Google Gaffe: How The Latest Google Scandal Underscores A Much Deeper Problem With the Internet

Posted by · February 17, 2012 12:58 pm

Google 的貼牌冰箱(Google refrigerator)The GOOG has been caught red-handed using questionable tracking methods…again. According to a report by the Wall Street Journal, the search giant was using a “special computer code that tricks Apple’s Safari Web-browsing software into letting them monitor many users.” To make matters worse for Google—who is already the center of a number of privacy-related controversies—the tracking extended to all iPhone, iPad and Mac users who use Safari, even though the browser is allegedly programmed to block this kind of tracking in its default setting.

Responding to the WSJ expose, Google alleged that the typically business-friendly newspaper was “mischaracterizing” the company’s behavior. However, it’s difficult to believe that any such mischaracterization took place when Google put the kibosh on the questionable tactic as soon as the WSJ directly confronted the company.

The Safari Loophole

Originally detected by Stanford University researcher Jonathan Mayer, Google’s tracking scheme was able to get a hold of temporary tracking cookies that are assigned to users when they use Safari. Once acquired, Google could use these cookies without any detection by users to compile information about online behavior, including Google login information.

In order to avoid having this activity detected by the Apple browser, Google used ads provided through its Doubleclick program to make it appear to the browser as if users were engaging the ads on purpose—enabling Google to put these activity-tracking cookies on user computers and devices. Most notably, this “trick” allowed Google to determine which Safari users surf the Web while they’re logged into their Google accounts.

It should be noted that other companies—ad networks, in particular—have also exploited the same loophole in the Apple browser. However, not all advertisers were pleased with the news once it broke. Officials from AT&T, Apple and the WSJ expressed surprise at the workaround’s existence and were quick to condemn its exploitation by Google and others.

Shared Responsibility

Apple, however, is not without blame in this scandal. As I mentioned above, Safari’s default settings are allegedly set to block the kind of activity that Google was engaged in until the Journal shed a little light on it this morning. However, a response post on John Battelle’s blog reveals that Apple deserves some share of the blame.

Now from what I can tell, the first part of that story is true—Google and many others have figured out ways to get around Apple’s default settings on Safari in iOS—the only browser that comes with iOS, a browser that, in my experience, has never asked me what kind of privacy settings I wanted, nor did it ask if I wanted to share my data with anyone else…Apple assumes that I agree with Apple’s point of view on ‘privacy,’ which, I must say is ridiculous on its face, because the idea of a large corporation…determining in advance what I might want to do with my data is pretty much the opposite of ‘privacy.’

And that’s just it.
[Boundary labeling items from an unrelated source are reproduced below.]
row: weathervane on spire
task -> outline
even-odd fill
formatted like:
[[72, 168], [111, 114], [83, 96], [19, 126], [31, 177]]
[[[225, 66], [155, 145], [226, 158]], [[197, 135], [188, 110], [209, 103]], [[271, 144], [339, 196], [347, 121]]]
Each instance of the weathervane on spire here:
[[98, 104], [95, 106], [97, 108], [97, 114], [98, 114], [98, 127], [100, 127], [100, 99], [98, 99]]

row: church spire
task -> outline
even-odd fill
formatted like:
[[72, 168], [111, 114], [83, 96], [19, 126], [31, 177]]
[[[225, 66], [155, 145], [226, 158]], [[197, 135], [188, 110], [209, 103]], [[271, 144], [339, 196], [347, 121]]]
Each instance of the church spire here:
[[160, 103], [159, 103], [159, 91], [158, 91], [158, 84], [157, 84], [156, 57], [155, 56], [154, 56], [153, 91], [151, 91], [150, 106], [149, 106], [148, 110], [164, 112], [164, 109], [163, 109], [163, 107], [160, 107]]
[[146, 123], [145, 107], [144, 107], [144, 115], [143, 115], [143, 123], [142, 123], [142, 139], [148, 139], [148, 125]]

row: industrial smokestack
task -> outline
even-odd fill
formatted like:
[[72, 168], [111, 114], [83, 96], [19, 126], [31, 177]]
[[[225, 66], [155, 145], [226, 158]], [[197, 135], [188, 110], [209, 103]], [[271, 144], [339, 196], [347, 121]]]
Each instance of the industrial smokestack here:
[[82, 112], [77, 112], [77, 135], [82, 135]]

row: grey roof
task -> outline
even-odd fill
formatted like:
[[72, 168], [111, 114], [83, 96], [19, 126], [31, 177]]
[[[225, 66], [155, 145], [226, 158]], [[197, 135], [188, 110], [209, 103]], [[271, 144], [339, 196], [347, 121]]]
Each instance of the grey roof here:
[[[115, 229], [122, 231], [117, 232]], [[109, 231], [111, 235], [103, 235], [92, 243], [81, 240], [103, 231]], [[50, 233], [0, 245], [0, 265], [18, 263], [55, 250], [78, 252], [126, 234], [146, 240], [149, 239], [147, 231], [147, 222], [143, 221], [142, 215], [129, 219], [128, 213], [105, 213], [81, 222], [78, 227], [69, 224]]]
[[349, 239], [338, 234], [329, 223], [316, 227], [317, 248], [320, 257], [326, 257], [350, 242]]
If one wants to blame Google for circumventing Safari’s privacy settings, one must also question Apple’s unilateral definition of privacy for all of its users, as well as its motive for the meaning it ultimately chose. Was Apple looking out for user privacy, or, as Battelle suggests, is this simply Apple’s way of preventing competition in its own permutation of the Internet? If Apple had asked individual Safari users to determine the level of privacy that they prefer, perhaps Google would not have gone to the great lengths—however shady they were—to obtain user data.

Sharing Battelle’s desire for a free and open Internet—where all devices and browsers put users into the driver’s seat instead of serving up their own limited versions of the Web—I would argue that all parties engaged in this epic quest to own the Internet warrant rebuke.

A Real Information Superhighway

In my mind, the Internet is not all that different from a highway system. The people own it. They choose which cars they want to drive on it. And while those cars have various components that change the experience someone has when they’re driving it, the car is still very much in that person’s control, and the car is on the same highway as all the other cars. The same exits along the highway are available to the person driving a Ford Focus as are available to a BMW 5-Series.

While the person driving the Ford might have to pull out a restaurant guide and an old paper map to locate nearby cuisine whereas the driver of the BMW can perform the same task using an onboard navigation system, both drivers are still driving on the same highway and are still looking at the same exact exit numbers. The restaurants don’t own the highway system, the cars that drive on it, or the people that drive them. They can only do their best to make themselves visible to passersby and make quality food that people want.

The Internet is the highway. Computers and devices are the cars. And operating systems and browsers are the features of the car that make the experience more or less pleasant than others. But that experience shouldn’t completely change the landscape of the highway, the speed limit, or make it so that you can only visit select destinations. If you ask me, a highway system that only exits to four or five chain restaurants—restaurants that have become so similar from trying to defeat each other that it’s hard to tell the difference—is not a highway worth driving on.

  • Matt

    Safari is unlike the other browsers in that it doesn’t allow 3rd party cookies by default unless the user directly interacts with the iframe that is trying to set the cookies (by clicking, for example). All other browsers allow setting these cookies without interaction. So yes, maybe Google used a workaround to make Safari act more like all the other browsers, but that is hardly call for outrage or saying Google is spying on users.